Hutcherson presented studies on the amount of control people really have over their behavior in terms of neuroscience. One of the examples she used to demonstrate the role of brain chemistry in decision-making was the difference between conservative political thinkers and more liberal political thinkers.These were shown in studies that connected conservatism to a more developed amygdala, which controls automatic senses of fear or threat, and liberalism to a more developed anterior cingulate cortex, which is involved in error detection.
The class also discussed the potential for brain damage to affect emotions and actions, as well as the role of emotions in decision-making.
In previous days, the classes had conducted an experiment using nutrition bars from the cafeteria. They discussed the reasons why they did or did not share these nutrition bars with others during the exercise. The class learned from Hutcherson that their observed behavior had to do with the levels of serotonin, a neurotransmitter that controls one’s mood, in their brains.
“It was really interesting because there were things that I just never would have thought of before,” Liza Wohlberg ’13 said. “Those things have a correlation to actual chemicals in your brain. Your physical state of being affects your moral values, which is crazy. It was just a new realm of thinking for me.”

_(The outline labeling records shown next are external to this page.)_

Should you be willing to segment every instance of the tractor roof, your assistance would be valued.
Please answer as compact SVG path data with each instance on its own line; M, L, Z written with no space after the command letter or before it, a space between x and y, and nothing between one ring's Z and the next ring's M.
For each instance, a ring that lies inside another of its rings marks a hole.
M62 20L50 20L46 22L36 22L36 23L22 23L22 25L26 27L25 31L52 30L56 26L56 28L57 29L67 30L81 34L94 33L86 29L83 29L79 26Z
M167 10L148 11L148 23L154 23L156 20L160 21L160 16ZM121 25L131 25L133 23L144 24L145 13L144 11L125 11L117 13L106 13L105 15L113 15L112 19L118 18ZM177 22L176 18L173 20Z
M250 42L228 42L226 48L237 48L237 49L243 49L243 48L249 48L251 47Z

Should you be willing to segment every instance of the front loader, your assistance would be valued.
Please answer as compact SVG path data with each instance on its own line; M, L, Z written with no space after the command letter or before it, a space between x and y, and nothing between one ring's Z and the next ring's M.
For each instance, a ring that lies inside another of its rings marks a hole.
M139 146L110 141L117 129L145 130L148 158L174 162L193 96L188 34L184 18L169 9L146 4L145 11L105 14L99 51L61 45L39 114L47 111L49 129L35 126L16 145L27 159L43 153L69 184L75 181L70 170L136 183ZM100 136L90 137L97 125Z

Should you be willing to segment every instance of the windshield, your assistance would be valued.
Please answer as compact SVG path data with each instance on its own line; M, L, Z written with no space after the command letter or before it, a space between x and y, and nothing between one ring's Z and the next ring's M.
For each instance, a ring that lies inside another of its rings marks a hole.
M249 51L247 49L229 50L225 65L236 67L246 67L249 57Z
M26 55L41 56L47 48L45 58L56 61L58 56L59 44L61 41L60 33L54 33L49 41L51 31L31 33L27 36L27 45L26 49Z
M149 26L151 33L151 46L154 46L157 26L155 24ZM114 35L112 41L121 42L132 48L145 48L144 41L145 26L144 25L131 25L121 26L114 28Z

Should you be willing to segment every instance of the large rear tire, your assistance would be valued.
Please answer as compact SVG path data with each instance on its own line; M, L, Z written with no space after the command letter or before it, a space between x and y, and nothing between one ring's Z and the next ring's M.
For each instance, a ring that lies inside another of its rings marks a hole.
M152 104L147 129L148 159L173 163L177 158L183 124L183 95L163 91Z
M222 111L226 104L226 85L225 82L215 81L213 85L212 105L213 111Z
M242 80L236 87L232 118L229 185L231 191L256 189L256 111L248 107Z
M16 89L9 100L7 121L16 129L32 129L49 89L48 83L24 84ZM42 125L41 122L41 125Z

Students said they wished Hutcherson’s visit was longer because there were many issues still left to discuss.
“As science and technology increasingly permeate our physical boundaries, I think it is important to consider how such knowledge can illuminate our decision-making processes and the nature of our motivations, but also help us confront the ethical implications of such knowledge,” Mamigonian said.
“Harvard-Westlake students generally want to know what they don’t know, and the program in neuroeconomics at Caltech shows fine scholars and scientists pursuing new and provocative matters that cross disciplines,” she said.